Toda 3-Point Functions From Topological Strings

TL;DR

This work solves the longstanding problem of Toda CFT 3-point functions by leveraging the AGT-W correspondence and topological-string technology. It provides a concrete dictionary linking the 4D partition functions of TN theories on $S^4$ to undeformed Toda 3-point structure constants, obtained as the $\beta\to 0$ limit of the 5D index on $S^4\times S^1$ after isolating decoupled factors. The authors extend the formalism to the $q$-deformed setting, define explicit $\Upsilon_q$-based building blocks, and reveal enhanced Weyl symmetries (SU(4) for Liouville at $N=2$ and $E_6$ for $N=3$).
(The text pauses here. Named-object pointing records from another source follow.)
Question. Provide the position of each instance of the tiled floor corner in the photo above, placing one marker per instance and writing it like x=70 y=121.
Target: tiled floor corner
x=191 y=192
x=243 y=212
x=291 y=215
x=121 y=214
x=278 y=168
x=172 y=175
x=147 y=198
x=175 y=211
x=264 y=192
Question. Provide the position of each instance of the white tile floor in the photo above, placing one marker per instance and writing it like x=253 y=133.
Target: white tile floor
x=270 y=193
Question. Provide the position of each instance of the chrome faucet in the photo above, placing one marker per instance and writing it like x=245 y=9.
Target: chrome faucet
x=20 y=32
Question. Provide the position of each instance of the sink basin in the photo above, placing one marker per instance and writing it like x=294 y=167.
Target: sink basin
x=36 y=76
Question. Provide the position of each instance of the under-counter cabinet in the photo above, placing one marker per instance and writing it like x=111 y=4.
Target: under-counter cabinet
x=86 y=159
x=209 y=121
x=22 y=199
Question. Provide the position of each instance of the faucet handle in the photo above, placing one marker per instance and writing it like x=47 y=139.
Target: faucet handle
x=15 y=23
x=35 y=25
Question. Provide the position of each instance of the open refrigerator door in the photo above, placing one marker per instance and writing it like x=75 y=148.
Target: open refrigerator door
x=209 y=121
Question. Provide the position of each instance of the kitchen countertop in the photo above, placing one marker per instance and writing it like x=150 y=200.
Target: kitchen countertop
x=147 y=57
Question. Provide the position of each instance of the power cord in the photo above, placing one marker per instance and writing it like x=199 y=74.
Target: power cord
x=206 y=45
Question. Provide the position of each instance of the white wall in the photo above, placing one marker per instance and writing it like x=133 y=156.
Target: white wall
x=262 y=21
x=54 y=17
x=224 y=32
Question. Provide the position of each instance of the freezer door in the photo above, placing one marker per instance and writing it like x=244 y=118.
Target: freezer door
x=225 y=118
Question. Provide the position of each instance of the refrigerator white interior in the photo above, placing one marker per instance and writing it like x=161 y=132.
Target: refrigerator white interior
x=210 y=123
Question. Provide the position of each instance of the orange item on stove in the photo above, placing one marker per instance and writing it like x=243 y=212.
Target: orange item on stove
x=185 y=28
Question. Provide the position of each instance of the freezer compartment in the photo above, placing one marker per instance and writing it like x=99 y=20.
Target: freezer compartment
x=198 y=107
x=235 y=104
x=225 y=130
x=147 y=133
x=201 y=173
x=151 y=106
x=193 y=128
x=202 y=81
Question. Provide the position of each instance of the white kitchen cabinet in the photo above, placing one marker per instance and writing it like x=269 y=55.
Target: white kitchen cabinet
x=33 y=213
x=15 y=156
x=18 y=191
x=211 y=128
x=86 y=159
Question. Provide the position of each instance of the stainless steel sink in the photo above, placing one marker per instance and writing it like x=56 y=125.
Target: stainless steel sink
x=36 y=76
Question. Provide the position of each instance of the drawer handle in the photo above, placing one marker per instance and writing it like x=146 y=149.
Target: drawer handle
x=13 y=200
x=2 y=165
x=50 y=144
They demonstrate slicing invariance, connect the index to the Weyl-invariant part of the structure constants, and provide explicit checks in the Liouville case, establishing a practical framework for computing 4D TN structure constants and advancing the interface between Toda CFT, gauge theories, and topological strings.

Abstract

We consider the long-standing problem of obtaining the 3-point functions of Toda CFT. Our main tools are topological strings and the AGT-W relation between gauge theories and 2D CFTs. In arXiv:1310.3841 we computed the partition function of 5D $T_N$ theories on $S^4 \times S^1$ and suggested that they should be interpreted as the three-point structure constants of q-deformed Toda. In this paper, we provide the exact AGT-W dictionary for this relation and rewrite the 5D $T_N$ partition function in a form that makes taking the 4D limit possible. Thus, we obtain a prescription for the computation of the partition function of the 4D $T_N$ theories on $S^4$, or equivalently the undeformed 3-point Toda structure constants. Our formula, has the correct symmetry properties, the zeros that it should and, for $N=2$, gives the known answer for Liouville CFT.

Figures (6)

• Figure 1: This figure depicts the identification of the $\boldsymbol{\alpha}$ weights appearing on the Toda CFT side with the position of the flavor branes on the $T_N$ side, here drawn for the case $N=4$.
• Figure 2: The figure shows the $E_6$ Dynkin diagram together with our labeling of the simple roots.
• Figure 3: The parametrization and Kähler parameters of the $T_2$ and $T_3$ junctions. The external "mass" parameters are shown in red, the "face" moduli in blue and the "edge" ones in black.
• Figure 4: The left part of the figure shows the strip diagram, while the right one depicts the dissection of the $T_N$ diagram into $N$ strips. The partitions associated with the horizontal, diagonal and vertical lines are $\nu_{i}^{(j)}$, $\mu_{i}^{(j)}$ and $\lambda_{i}^{(j)}$ with $j=1,\ldots, N-1$, $i=1,\ldots, N-j$ respectively. The Kähler parameters of the horizontal, diagonal and vertical lines are $Q_{n;i}^{(j)}$, $Q_{m;i}^{(j)}$, $Q_{l;i}^{(j)}$ respectively with the same range of indices.
• Figure 5: This figure shows the three different possible preferred directions for the $T_3$ junction. Each one is labeled by the Kähler moduli of the non-full spin content that is factorized. We also indicate the names of the partitions entering the instanton sums and to avoid clutter, we only do it for the middle one.